Search code examples
pythonselenium-webdriverbeautifulsouppython-requestsplaywright

How can I scrape data from a website into a CSV file using Python Playwright (or alternatives) while avoiding access errors and improving speed?


I'm trying to scrape data from this website using Python and Playwright, but I'm encountering a few issues. The browser runs in non-headless mode, and the process is very slow. When I tried other approaches, like using requests and BeautifulSoup, I ran into access issues, including 403 Forbidden and 404 Not Found errors. My goal is to scrape all pages efficiently and save the data into a CSV file.

Here’s the code I’m currently using:

import asyncio
from playwright.async_api import async_playwright
import pandas as pd
from io import StringIO

URL = "https://www.coingecko.com/en/coins/1/markets/spot"

async def fetch_page(page, url):
    print(f"Fetching: {url}")
    await page.goto(url)
    await asyncio.sleep(5)
    return await page.content()

async def scrape_all_pages(url, max_pages=10):
    async with async_playwright() as p:
        browser = await p.chromium.launch(headless=False, slow_mo=2000)
        context = await browser.new_context(viewport={"width": 1280, "height": 900})
        page = await context.new_page()

        markets = []
        for page_num in range(1, max_pages + 1):
            html = await fetch_page(page, f"{url}?page={page_num}")
            dfs = pd.read_html(StringIO(html))  # Parse tables
            markets.extend(dfs)

        await page.close()
        await context.close()
        await browser.close()

    return pd.concat(markets, ignore_index=True)

def run_async(coro):
    try:
        loop = asyncio.get_running_loop()
    except RuntimeError:
        loop = None

    if loop and loop.is_running():
        return asyncio.create_task(coro)
    else:
        return asyncio.run(coro)

async def main():
    max_pages = 10
    df = await scrape_all_pages(URL, max_pages)
    df = df.dropna(how='all')
    print(df)

run_async(main())

The primary issues are the slow speed of scraping and the access errors when using alternatives to Playwright. I'm looking for advice on how to improve this approach, whether it’s by optimizing the current code, handling access restrictions like user-agent spoofing or proxies, or switching to a different library entirely. Any suggestions on how to make the process faster and more reliable would be greatly appreciated. Thank you.


Solution

  • Before even writing your scraping code, always take the time to understand the webpage.

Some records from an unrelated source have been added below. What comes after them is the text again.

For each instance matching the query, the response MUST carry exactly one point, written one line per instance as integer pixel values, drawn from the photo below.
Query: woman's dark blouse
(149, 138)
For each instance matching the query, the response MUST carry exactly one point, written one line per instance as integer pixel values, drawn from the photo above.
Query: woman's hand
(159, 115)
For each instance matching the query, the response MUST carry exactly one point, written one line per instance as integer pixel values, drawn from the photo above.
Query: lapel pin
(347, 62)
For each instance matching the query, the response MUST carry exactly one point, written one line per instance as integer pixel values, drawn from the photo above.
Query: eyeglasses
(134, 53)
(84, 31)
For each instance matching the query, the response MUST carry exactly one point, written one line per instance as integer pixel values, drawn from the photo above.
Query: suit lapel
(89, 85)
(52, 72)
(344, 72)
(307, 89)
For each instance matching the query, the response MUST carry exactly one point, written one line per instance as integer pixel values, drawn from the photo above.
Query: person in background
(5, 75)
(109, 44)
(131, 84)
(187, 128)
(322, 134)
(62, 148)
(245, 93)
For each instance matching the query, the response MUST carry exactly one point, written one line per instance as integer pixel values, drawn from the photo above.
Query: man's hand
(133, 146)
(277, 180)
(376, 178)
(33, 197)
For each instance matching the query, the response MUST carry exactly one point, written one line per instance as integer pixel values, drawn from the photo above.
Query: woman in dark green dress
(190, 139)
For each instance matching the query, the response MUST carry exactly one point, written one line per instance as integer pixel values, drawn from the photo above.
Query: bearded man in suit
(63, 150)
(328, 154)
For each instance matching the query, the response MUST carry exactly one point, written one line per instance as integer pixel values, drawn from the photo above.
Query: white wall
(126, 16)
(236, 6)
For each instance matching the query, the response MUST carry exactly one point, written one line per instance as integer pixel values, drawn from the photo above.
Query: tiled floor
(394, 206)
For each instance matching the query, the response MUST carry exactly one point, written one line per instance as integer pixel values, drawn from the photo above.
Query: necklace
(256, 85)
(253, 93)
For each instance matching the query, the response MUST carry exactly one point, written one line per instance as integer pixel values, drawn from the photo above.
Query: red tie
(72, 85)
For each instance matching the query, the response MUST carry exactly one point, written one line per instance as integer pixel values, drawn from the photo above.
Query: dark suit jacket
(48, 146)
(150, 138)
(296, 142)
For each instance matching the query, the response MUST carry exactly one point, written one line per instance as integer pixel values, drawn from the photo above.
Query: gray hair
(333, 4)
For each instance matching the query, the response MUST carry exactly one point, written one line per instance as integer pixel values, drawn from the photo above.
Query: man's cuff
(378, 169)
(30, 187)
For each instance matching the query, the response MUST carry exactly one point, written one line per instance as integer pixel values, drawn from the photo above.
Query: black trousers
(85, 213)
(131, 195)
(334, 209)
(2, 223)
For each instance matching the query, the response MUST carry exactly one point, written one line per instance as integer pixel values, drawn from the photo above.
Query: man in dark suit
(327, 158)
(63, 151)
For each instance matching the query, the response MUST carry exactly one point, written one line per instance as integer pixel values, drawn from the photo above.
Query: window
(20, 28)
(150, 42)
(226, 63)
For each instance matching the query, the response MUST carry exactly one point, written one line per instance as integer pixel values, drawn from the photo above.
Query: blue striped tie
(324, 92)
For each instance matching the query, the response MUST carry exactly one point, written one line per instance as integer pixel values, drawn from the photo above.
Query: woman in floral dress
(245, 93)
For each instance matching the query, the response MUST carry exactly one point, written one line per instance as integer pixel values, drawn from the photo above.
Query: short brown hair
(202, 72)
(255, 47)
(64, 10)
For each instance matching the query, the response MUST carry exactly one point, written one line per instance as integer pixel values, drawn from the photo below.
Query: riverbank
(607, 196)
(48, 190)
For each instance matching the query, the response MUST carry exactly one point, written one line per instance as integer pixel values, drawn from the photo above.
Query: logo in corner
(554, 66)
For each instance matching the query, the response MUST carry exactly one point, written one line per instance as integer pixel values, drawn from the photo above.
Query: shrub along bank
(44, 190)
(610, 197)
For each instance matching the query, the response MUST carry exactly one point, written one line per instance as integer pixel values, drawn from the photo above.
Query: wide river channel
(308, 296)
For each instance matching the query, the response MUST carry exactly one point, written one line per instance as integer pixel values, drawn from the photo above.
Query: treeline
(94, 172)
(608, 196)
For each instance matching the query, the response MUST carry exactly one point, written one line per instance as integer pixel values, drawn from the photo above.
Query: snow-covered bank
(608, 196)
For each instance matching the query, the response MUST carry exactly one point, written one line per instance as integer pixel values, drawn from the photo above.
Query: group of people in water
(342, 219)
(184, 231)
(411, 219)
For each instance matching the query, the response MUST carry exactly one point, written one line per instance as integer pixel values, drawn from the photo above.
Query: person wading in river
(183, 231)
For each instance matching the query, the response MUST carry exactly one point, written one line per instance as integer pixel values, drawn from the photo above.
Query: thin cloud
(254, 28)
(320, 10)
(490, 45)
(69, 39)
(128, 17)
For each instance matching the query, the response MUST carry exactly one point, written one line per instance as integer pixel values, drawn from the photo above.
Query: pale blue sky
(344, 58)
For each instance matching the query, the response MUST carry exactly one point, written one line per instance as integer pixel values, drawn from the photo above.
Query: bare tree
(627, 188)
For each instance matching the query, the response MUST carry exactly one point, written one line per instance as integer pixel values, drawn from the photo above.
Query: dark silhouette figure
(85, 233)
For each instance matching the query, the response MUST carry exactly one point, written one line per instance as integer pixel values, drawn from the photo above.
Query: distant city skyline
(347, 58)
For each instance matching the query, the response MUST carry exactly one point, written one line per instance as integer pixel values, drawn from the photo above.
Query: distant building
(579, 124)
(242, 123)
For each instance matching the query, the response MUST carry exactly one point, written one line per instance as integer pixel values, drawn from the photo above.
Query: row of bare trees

    In this case, based on viewing the page source and looking through the network tab in dev tools, there's nothing dynamic at all here.

    My first instinct was to use simple HTTP requests with a user agent, but these get blocked by the server, so Playwright is a reasonable option.

    But since the data is static, there's no need to sleep, and you can also go headless (with a user agent), disable JS and use the fastest navigation predicate, "commit".

    Here's an initial rewrite:

    import asyncio
    import pandas as pd  # 2.2.2
    from io import StringIO
    from playwright.async_api import async_playwright  # 1.48.0
    
    
    URL = "<Your URL>"
    UA = (
        "Mozilla/5.0 (Linux; Android 10; K) AppleWebKit/537.36 (KHTML, like Gecko) "
        "Chrome/130.0.0.0 Mobile Safari/537.3"
    )
    
    
    async def scrape_all_pages(base_url, max_pages=10):
        markets = []
    
        async with async_playwright() as p:
            browser = await p.chromium.launch()
            context = await browser.new_context(user_agent=UA, java_script_enabled=False)
            page = await context.new_page()
    
            for page_num in range(1, max_pages + 1):
                url = f"{base_url}?page={page_num}"
                await page.goto(url, wait_until="commit")
                html = await page.content()
                markets.extend(pd.read_html(StringIO(html)))
    
        return pd.concat(markets, ignore_index=True)
    
    
    async def main():
        df = await scrape_all_pages(URL, max_pages=10)
        df = df.dropna(how="all")
        print(df)
    
    
    asyncio.run(main())
    

    Original time:

    real 1m17.661s
    user 0m3.348s
    sys  0m1.190s
    

    Rewrite time:

    real 0m6.912s
    user 0m1.417s
    sys  0m0.785s
    

    We have a 13x speedup. The biggest improvement was removing the unnecessary sleeps.

    If you're scraping more pages than this, adding a task queue to increase parallelism can help. But for only 10 pages the overhead and code complexity of adding parallelism isn't worth it, so I'll skip that for now.

    Also, you may have added sleeps to avoid server rate limiting. That's a good reason to sleep, but then you won't be able to get a speedup. Using a residential proxy cluster would bypass this, but it's a lot of hassle to set up, also out of scope of the question.